“baggage”
May 14, 2008 by constantquantum
everywhere & nowhere 38
Some things we carry with us… no matter how far we wander. Invisible, packed out of the reach of customs officers, they don’t have to weigh down a backpack. We might not even know they’re there.
Take memories, for example.
My father gave me a tall, glossy collection of fairy tales for my birthday a long time ago. The volume was slim. The pages cool to the touch, finished with a smooth satin sheen. I would cradle the book. Hold it at a specific angle. Look over its pages carefully. Thoroughly. Not necessarily because I thot it precious at the time, but because, if the light wasn’t quite right, the illustrations would be hidden by the glare. I must have been old enough to read, tho I don’t remember exactly when I got it. & it’s gone now. Lost in the shuffle of a hundred moves. Its title a shadow of old memories. Filed, stored, dusty, inevitable. I haunt used bookstores with the curiosity of a born reader, but I’m not sure I ever want to find another copy of these particular stories. The book’s existence has the mystery bought by vague reminiscences….
there was a youngest brother
& there was a princess swathed head to foot in sea green silk
mummified
waiting to be rescued
The story wove characters & figures with the resolution of a dream: How, along the route the young man proved his good nature by helping a hive of bees rebuild a nest; & how, in return, the bees swarmed around the figure of the princess when the time came for him to choose his bride from among three other draped harpies….
The plot was sufficient if you believed the cloth surrounding the princess was laced with the honey of her skin. You’d be right there with them when the success of the young lovers’ embrace worked an unravelling on the final page.
The silk, a sea green cocoon. The dawning, like the sun on the ocean. The glare of the page under my mother’s sea shell lamp…
a happily ever after
***
“You’re Okay, Kid,”my cousin Kelly once said after I had fallen short of my own ambitious expectations for about the zillionth time.
“Zillion, trillion, quadrillion… Dumb. Dumb. Dumb! Stupid silly girl! Sissy! Sissy! Sissy!”
I muttered all the teasing expletives to myself, anticipating my critics while kicking at the snow with big felt lined skidoo boots. I was eight years old.
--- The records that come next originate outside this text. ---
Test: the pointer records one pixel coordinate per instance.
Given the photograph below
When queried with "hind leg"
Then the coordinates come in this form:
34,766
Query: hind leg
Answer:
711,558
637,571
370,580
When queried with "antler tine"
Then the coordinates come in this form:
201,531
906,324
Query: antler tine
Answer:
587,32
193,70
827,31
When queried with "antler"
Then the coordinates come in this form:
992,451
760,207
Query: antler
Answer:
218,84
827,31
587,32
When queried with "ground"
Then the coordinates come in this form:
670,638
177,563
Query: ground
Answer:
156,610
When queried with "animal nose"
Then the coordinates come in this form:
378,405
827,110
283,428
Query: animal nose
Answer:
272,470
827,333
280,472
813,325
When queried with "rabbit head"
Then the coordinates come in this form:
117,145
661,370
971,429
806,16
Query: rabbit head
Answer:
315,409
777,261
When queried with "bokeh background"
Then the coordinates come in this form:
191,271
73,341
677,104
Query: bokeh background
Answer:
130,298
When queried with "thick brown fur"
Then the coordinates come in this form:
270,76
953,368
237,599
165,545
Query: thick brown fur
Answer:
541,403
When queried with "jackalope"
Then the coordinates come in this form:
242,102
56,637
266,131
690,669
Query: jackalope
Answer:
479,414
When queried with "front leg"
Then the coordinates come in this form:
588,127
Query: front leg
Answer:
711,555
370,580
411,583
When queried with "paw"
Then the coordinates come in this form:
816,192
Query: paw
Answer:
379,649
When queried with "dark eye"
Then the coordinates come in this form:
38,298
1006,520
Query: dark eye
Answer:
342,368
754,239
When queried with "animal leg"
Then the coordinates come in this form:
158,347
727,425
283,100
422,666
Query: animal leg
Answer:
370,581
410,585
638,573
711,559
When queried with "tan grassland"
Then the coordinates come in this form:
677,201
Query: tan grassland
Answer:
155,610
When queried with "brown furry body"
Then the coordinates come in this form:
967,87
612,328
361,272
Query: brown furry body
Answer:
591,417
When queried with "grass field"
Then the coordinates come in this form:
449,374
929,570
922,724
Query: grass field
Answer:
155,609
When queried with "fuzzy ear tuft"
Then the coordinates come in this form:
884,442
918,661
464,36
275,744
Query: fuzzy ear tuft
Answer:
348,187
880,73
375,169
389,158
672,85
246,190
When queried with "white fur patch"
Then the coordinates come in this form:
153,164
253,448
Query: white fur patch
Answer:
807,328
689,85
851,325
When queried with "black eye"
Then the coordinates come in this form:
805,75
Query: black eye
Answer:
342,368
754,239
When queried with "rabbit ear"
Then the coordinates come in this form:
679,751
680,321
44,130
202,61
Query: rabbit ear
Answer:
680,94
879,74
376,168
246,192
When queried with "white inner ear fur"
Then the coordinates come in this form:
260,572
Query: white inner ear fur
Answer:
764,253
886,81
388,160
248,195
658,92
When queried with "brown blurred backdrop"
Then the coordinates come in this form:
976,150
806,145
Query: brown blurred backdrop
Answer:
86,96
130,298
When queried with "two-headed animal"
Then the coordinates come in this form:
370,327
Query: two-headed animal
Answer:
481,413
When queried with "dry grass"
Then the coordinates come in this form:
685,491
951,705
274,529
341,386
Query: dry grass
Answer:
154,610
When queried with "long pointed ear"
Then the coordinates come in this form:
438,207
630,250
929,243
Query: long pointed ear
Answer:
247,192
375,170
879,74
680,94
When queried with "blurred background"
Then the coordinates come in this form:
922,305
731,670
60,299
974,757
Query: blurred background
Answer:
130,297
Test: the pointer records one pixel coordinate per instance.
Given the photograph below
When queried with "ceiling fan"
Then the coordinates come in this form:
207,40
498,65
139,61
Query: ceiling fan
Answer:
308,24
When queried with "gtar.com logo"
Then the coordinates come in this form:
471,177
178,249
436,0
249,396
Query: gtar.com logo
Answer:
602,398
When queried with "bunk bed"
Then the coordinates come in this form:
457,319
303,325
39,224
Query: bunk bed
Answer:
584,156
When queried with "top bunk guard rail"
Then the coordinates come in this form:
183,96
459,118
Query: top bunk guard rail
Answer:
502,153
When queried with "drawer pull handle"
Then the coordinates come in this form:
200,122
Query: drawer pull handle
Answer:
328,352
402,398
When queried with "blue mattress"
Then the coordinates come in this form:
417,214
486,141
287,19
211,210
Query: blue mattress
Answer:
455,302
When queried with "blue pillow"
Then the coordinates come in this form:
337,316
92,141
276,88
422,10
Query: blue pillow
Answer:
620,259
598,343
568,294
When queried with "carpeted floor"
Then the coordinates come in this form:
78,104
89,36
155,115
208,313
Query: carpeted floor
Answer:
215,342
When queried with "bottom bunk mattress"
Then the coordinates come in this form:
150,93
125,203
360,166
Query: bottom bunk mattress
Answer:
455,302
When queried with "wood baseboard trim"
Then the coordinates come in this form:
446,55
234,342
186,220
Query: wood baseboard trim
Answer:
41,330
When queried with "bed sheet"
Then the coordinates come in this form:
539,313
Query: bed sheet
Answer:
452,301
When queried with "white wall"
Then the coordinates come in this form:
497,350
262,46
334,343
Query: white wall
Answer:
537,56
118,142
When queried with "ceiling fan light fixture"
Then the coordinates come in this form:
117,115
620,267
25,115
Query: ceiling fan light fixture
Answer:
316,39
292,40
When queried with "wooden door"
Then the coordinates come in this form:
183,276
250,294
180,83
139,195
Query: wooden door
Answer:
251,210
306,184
It was January, & I had just stumbled so that I lost the foot race with Jack to the fox-and-goose home base/free zone.
Kelly smiled & she helped me brush the snow off my jeans. When I realized she wasn’t laughing at me, I wiped my baby tears away, annoyed, and I contemplated her amused expression. She had fine clear skin, the smile of the girl next door, & a mischievous willingness to try just about anything.
Kelly was my hero that year. Her’s was the kind of encouragement that can only come from someone seven years older; someone who already knew the secrets of bras and boys.
“You just gotta learn to keep your feet on the ground,” she said and then she was off, following the maze paths we had cut in the paper surface of the snow.
***
home is the ground you’re born to
***
When we were younger, my mother rarely grounded my brothers & I if we did anything wrong. By the time I was fourteen, I had left my family and set out on my own…
grounding
a metaphor
the live wire will burn you
laying out the ground work
From grade one on you learn the importance of memory.